(1926 – 1972)
Manolo Millares played an important role in the development of postwar abstract painting in Spain. Born in Las Palmas in the Canary Islands, he was self-taught as an artist and his early work, the’ pictografías canarias,’ reveals both the influence of surrealism, as practiced by Miró and Klee, and the art of the indigenous Guanche culture of his homeland. In 1955, Millares moved to Madrid, where he became a leading member of the postwar avant-garde. Two years later, he co-founded the group ‘El Paso’ (The Step), along with fellow painters Antonio Saura, Luis Feito, and Rafael Canogar. The formation of ‘El Paso’ represented a movement by the Spanish modernists to forge links with the European avant-garde, specifically the French Art Informel movement, after several decades of isolation due to the Spanish Civil War and the Franco dictatorship. ‘El Paso’ was an influential precursor to contemporary Spanish artists such as Antoni Tàpies and Miquel Barceló.

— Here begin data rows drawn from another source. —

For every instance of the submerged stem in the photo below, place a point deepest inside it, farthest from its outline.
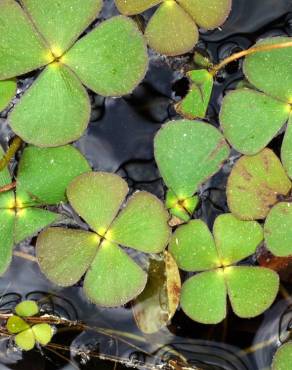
(215, 69)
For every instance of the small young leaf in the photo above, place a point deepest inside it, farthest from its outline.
(236, 239)
(112, 59)
(171, 31)
(278, 229)
(255, 184)
(113, 278)
(97, 198)
(251, 290)
(54, 111)
(203, 297)
(142, 224)
(193, 247)
(64, 255)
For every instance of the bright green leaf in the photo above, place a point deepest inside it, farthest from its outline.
(54, 111)
(112, 59)
(97, 198)
(254, 185)
(64, 255)
(203, 297)
(251, 119)
(21, 48)
(142, 224)
(61, 21)
(171, 31)
(193, 247)
(236, 239)
(278, 229)
(187, 154)
(251, 290)
(113, 278)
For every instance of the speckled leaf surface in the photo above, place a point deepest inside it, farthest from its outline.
(61, 21)
(113, 278)
(45, 173)
(254, 185)
(203, 297)
(251, 290)
(187, 154)
(54, 111)
(283, 358)
(192, 245)
(64, 255)
(171, 31)
(207, 14)
(21, 48)
(112, 59)
(278, 229)
(196, 102)
(271, 71)
(250, 119)
(142, 224)
(97, 198)
(236, 239)
(131, 7)
(7, 92)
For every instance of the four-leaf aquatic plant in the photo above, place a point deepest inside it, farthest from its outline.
(173, 30)
(251, 290)
(112, 277)
(110, 60)
(42, 178)
(258, 188)
(187, 154)
(27, 335)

Around 1955, Millares began creating paintings and mixed-media collages, primarily in black and white, that were inspired by the clothes used to shroud the mummies buried on the Canary Islands. The heavy ground is punctuated by light calligraphic lines and areas of bright white that create a powerful tension between density and void—the paintings are, in his words, an “art of explosion and protest, of a passionate means of expression that destroys itself so as to rebuild itself ipso facto from its ruins.”